Il ajoute que leur présence est irremplaçable.

Quand on pense à cinq livres, ça peut sembler banal dans la vie de tous les jours, mais dans un sac à dos sur une montagne en altitude, ça fait toute la différence. Donc c'est pour ça qu'on dit que ce sont eux les héros, puis, au final, ils mettent leur vie en danger pour protéger la mienne, dit-il.

Le grimpeur le plus prolifique du Québec

Avec ce sommet, Charles Page devient également le québécois qui a gravi le plus de montagnes. Il se réjouit d’avoir eu cette opportunité, lui qui a commencé ce sport sur le tard. 

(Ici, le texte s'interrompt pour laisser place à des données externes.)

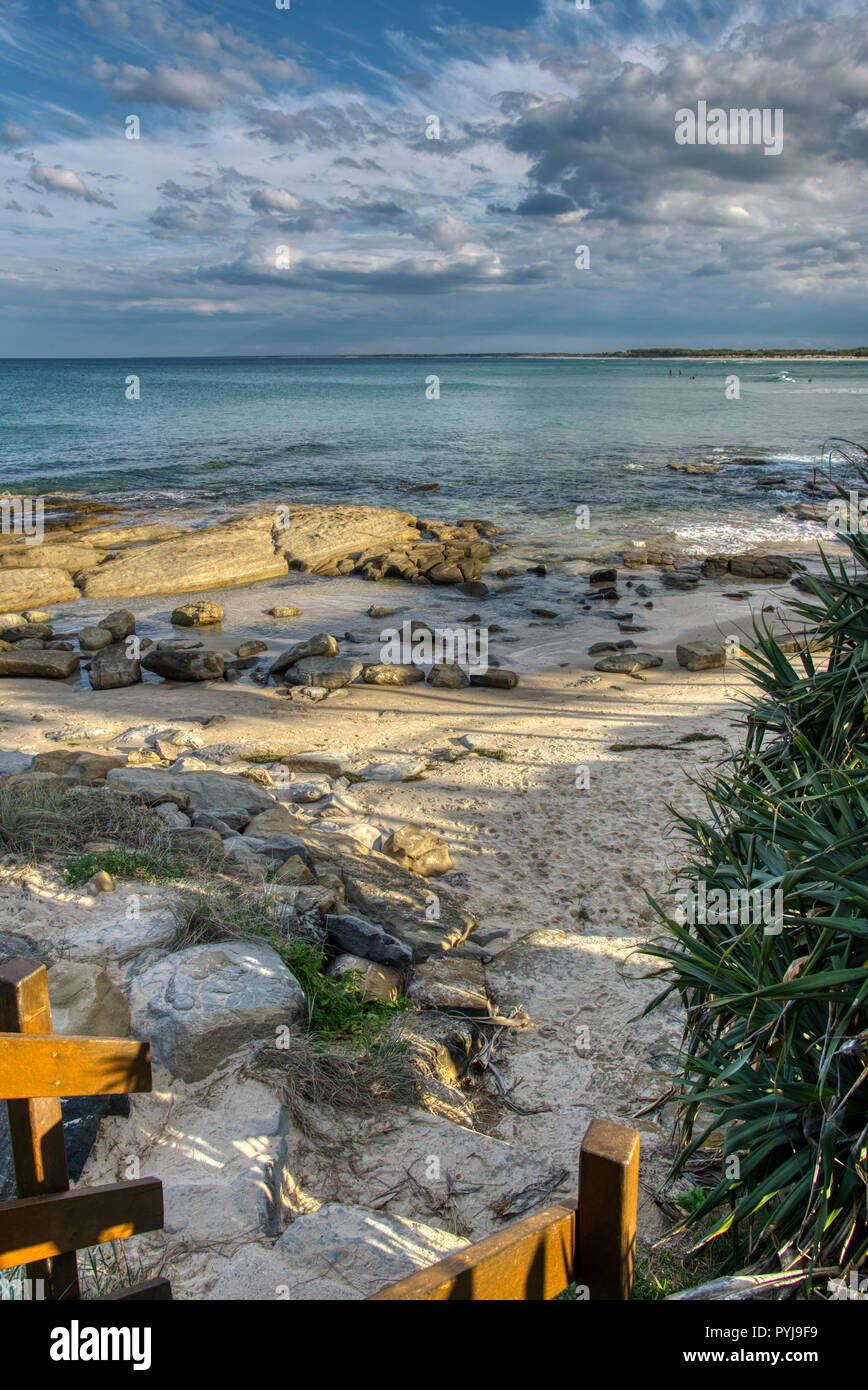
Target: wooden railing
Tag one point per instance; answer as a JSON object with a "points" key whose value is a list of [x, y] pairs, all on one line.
{"points": [[47, 1223], [589, 1241]]}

C'est une immense fierté considérant d'où je suis parti. J'ai commencé à faire de l'alpinisme, la première fois que j'ai mis des crampons dans mes pieds, c'était il y a trois ans et demi seulement. Je suis la preuve vivante qu'il y a des rêves qui peuvent arriver tard dans la vie, et puis que tout est possible, et puis qu'on peut les réaliser, indique-t-il. 

Il se retrouve maintenant chez lui, fier, mais conscient des moments difficiles qui ont jalonné les deux dernières années, notamment l'ascension du K2.

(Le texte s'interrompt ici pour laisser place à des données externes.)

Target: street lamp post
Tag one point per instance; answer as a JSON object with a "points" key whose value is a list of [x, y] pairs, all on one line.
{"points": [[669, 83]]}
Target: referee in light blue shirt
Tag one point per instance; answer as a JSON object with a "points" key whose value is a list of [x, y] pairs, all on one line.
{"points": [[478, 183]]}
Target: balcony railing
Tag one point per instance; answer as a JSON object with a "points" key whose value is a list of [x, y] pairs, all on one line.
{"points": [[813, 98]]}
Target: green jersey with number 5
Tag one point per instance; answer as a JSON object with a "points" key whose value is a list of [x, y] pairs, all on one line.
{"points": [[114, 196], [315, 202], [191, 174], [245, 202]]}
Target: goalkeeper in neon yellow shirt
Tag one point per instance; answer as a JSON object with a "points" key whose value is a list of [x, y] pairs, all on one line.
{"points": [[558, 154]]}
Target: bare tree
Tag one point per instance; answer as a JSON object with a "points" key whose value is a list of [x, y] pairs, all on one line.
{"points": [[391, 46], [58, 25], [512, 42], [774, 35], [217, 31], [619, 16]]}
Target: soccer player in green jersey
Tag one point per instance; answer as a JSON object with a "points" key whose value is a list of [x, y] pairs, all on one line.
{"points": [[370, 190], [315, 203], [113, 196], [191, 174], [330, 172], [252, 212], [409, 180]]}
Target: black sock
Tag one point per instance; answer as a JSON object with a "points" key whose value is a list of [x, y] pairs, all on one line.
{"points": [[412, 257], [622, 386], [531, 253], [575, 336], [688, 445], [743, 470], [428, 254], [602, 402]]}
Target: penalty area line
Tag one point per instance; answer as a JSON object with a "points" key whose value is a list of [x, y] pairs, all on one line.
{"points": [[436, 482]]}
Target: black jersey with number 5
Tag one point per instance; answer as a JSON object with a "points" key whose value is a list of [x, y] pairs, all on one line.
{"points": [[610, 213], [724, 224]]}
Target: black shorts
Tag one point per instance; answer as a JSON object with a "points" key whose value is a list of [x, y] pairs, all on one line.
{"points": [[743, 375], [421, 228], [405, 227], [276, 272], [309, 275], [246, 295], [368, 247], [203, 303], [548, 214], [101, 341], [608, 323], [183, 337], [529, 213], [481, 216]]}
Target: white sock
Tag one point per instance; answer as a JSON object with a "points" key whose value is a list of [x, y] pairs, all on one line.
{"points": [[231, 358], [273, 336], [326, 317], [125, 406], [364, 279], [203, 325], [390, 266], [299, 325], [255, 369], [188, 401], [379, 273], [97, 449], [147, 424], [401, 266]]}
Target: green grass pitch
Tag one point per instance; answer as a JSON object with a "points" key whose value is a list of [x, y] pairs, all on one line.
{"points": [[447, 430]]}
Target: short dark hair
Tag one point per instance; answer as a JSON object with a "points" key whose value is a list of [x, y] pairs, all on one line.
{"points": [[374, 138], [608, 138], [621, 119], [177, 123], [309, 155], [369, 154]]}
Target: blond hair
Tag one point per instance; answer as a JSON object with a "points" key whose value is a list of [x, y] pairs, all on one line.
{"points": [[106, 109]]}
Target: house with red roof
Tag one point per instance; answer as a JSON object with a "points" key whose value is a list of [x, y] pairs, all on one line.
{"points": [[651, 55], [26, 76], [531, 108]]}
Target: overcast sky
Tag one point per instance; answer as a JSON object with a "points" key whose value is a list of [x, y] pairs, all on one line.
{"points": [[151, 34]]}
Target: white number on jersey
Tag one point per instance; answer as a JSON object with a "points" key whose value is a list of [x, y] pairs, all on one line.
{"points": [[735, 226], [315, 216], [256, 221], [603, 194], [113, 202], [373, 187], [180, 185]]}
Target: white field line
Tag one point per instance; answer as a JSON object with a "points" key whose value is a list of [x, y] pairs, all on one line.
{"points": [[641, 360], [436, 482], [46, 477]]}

Un homme au sommet d'une montagne enneigée, tenant le drapeau québécois.

Charles Page a pu brandir le drapeau du Québec au sommet du mont K2. (Photo d'archives)

Photo : Facebook (Charles Page)

C'est une montagne extrêmement abrupte. Il n'y a pas beaucoup d'endroits où se reposer. C'est une montagne qui fait peur, chaque moment où tu es dans la montagne. Donc, il n'y a pas de répit mental possible. L'an dernier, ça a été éprouvant parce qu'on a fait le sommet en août. Normalement, le sommet se fait en juillet, et puis il n'y avait pas beaucoup de neige sur la montagne, donc les roches étaient à découvert et puis il y avait beaucoup, beaucoup de chutes de roches. J'ai été témoin de tragédies, donc ça a été difficile autant physiquement que mentalement, dit-il.

Après son exploit, il souhaite continuer à s’impliquer dans sa communauté.